In rund einer Attosekunde (eine Attosekunde, ist das Millardstel einer Millardstel-Sekunde) legt das Licht eine Strecke zurück, die gerade einmal so groß ist wie ein Wasserstoffatom.

80 Attosekunden dauern die derzeit kürzesten, von Wissenschaftlern hergestellten Lichtblitze.

200 bis 300 Nanosekunden (eine Nanosekunde entspricht einer Millardstel Sekunde) braucht ein Spermium, um in eine Eizelle einzudringen.

330 Mikrosekunden (eine Mikrosekunde ist eine Millionstelsekunde) dauert der Biss eine Ameise Odontomachus bauri – die wohl schnellste Körperbewegung der Welt.

400 Mikrosekunden (0,0004 Sekunden) dauert die Hauptentladung eines Blitzes bei Gewitter.

In 500 Mikrosekunden schießt die Qualle ihre giftgefüllten Nesselkapseln ab – mit geschätzten 250 Kilometern pro Stunde.

Ein Tausendstel einer Sekunde (0,001 Sekunden) braucht ein Flo als Reaktionszeit, um hochzuspringen.

Zwei Tausendstel einer Sekunde (0,002 Sekunden) beträgt das akustische Auflösungsvermögen des Menschen.
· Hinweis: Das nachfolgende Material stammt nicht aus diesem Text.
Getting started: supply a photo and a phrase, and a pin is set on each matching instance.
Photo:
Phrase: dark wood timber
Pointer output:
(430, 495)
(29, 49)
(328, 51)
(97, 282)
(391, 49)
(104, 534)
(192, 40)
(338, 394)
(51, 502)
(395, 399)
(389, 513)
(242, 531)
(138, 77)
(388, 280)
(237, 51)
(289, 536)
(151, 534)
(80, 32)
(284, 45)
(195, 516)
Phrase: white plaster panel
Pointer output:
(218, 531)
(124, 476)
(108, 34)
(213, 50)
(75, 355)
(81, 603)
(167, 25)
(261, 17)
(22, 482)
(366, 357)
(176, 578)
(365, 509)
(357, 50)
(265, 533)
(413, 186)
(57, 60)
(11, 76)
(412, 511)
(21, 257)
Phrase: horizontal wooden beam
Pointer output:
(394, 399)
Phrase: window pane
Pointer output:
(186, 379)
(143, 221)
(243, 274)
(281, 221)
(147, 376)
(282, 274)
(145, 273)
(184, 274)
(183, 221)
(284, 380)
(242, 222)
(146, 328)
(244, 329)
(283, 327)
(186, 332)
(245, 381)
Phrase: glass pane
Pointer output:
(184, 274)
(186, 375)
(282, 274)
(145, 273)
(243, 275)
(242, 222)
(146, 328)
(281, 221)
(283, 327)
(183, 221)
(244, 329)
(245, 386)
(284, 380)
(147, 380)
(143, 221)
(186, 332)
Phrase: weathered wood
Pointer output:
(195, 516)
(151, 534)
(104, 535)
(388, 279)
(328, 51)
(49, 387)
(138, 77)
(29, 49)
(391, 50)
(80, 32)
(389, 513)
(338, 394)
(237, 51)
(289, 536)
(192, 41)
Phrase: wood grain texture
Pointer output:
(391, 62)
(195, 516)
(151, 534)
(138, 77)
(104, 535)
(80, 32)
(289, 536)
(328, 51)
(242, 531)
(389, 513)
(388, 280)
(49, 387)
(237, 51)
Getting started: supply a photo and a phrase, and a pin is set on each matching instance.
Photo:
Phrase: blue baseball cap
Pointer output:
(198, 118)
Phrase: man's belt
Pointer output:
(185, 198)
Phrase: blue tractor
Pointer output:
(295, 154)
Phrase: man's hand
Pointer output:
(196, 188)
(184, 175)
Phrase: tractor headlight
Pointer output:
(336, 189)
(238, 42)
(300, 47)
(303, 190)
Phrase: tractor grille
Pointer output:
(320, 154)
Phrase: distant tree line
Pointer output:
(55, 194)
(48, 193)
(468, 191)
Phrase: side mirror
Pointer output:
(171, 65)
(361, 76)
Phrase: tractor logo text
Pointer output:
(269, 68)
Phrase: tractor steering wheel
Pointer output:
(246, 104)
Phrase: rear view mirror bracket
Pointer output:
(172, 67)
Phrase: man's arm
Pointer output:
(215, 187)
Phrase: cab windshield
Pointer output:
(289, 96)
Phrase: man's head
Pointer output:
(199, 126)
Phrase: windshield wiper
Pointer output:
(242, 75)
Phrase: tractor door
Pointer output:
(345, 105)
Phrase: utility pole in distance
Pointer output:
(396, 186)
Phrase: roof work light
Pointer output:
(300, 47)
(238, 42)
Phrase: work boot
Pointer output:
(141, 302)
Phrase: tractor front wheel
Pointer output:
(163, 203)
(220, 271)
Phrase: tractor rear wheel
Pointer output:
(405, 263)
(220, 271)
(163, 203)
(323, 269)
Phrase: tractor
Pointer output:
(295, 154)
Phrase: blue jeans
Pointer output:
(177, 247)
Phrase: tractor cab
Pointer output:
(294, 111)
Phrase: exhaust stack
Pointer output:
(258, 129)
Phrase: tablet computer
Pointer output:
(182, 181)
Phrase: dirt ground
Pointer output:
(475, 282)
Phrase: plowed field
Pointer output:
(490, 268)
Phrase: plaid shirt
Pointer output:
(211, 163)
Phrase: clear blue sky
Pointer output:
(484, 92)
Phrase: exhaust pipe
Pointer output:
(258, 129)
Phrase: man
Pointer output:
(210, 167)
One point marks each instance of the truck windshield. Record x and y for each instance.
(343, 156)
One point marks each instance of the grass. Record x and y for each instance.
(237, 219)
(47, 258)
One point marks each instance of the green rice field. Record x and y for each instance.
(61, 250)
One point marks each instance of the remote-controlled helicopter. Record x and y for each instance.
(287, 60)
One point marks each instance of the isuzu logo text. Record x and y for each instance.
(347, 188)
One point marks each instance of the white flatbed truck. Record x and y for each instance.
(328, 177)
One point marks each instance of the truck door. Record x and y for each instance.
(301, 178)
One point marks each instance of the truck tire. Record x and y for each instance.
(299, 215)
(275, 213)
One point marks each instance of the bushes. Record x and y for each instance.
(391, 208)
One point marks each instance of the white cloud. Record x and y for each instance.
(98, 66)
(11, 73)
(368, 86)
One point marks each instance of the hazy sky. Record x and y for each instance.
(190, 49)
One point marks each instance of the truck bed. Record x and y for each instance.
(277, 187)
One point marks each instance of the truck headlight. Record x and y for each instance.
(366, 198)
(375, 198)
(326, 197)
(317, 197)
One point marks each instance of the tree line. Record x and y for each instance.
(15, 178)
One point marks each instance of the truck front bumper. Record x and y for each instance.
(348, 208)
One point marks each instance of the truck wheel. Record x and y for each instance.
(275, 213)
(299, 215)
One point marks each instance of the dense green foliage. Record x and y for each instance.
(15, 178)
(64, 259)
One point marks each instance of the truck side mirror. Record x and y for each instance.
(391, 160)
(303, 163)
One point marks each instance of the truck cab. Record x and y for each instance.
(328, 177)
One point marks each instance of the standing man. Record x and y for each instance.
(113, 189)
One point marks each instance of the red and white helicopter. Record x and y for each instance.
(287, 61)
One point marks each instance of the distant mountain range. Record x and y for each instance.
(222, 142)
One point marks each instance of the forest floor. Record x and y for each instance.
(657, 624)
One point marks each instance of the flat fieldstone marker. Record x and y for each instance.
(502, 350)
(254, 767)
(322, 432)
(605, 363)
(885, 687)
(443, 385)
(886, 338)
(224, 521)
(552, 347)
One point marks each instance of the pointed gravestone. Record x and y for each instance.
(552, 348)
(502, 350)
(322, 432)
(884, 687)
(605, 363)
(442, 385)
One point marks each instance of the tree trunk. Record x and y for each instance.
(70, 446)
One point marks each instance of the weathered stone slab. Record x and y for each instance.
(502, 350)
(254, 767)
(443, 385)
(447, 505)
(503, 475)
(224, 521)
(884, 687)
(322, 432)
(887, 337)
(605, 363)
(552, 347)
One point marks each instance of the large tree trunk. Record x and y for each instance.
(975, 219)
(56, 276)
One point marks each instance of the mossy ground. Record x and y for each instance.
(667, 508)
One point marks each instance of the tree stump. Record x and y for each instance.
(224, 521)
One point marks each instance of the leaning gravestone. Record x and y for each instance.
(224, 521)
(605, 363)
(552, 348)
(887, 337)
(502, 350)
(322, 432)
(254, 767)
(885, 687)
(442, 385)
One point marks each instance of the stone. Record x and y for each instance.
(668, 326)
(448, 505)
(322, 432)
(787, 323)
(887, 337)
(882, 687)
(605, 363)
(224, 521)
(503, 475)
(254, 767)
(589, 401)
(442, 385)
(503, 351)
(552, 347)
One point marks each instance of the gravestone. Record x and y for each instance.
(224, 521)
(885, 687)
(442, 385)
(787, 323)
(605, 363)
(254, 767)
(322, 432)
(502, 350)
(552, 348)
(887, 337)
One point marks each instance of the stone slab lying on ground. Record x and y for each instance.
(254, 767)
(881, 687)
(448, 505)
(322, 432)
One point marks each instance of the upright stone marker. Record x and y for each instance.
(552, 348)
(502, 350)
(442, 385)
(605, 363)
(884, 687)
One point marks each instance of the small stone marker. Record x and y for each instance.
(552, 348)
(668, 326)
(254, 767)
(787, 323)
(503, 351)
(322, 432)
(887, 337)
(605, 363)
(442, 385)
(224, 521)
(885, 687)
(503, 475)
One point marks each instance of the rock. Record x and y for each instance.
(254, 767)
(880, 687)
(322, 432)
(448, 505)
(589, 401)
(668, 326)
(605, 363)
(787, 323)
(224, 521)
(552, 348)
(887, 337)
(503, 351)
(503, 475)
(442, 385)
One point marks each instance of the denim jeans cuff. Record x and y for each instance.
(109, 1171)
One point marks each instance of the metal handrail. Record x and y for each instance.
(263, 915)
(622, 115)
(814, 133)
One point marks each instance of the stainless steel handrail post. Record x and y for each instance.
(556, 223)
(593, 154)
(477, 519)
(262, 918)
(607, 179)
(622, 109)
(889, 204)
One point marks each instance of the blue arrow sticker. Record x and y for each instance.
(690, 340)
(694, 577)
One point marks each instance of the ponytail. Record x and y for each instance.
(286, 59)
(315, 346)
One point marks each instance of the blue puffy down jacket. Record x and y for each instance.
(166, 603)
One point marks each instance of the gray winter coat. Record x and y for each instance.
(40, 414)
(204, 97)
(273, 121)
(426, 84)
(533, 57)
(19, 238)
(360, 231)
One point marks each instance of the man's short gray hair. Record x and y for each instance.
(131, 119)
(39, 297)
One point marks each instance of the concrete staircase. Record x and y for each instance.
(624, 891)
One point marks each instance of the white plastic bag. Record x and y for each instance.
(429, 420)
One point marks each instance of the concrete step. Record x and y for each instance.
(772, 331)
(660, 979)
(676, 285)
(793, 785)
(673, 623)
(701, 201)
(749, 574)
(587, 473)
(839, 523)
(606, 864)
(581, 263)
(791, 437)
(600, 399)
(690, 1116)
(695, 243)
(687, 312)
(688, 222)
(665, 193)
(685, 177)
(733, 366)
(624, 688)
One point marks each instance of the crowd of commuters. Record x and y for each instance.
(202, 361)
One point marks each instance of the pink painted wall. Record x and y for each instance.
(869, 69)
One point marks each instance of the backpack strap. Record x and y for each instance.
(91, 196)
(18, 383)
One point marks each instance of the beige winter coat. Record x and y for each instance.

Geräusche, die schneller aufeinander folgen, kann er nicht mehr unterscheiden.

In einem Hundertstel einer Sekunde (0,01 Sekunden) schlägt der Kolibri einmal mit seinen Flügeln.

Innerhalb von 0,02 bis 0,04 Sekunden bläst ein Airbag im Auto auf.

Knapp 0,15 Sekunden dauert ein menschlicher Wimpernschlag.

0,02 bis 0,5 Sekunden braucht ein Schmerzreiz, bis er unser Gehirn erreicht hat.

0,4 Sekunden hat der Fußballtorwart Zeit – dann erreicht ein geschossener Elfmeter das Tor.

Zeichnung: cartulli

Selbstverständlich hat der Spruch „lebe schnell, stirb jung“ in seiner Gnadenlosigkeit schon etwas für sich. Doch wer ständig forciert, wer immer schnell ist, um nichts und niemand zu verpassen, der übersieht leicht das Kleingedruckte im Leben. Und weil es darum wirklich schade wäre, kriegt der Slow-motion-Lebensstil, langsam aber sicher, doch noch seine Chance.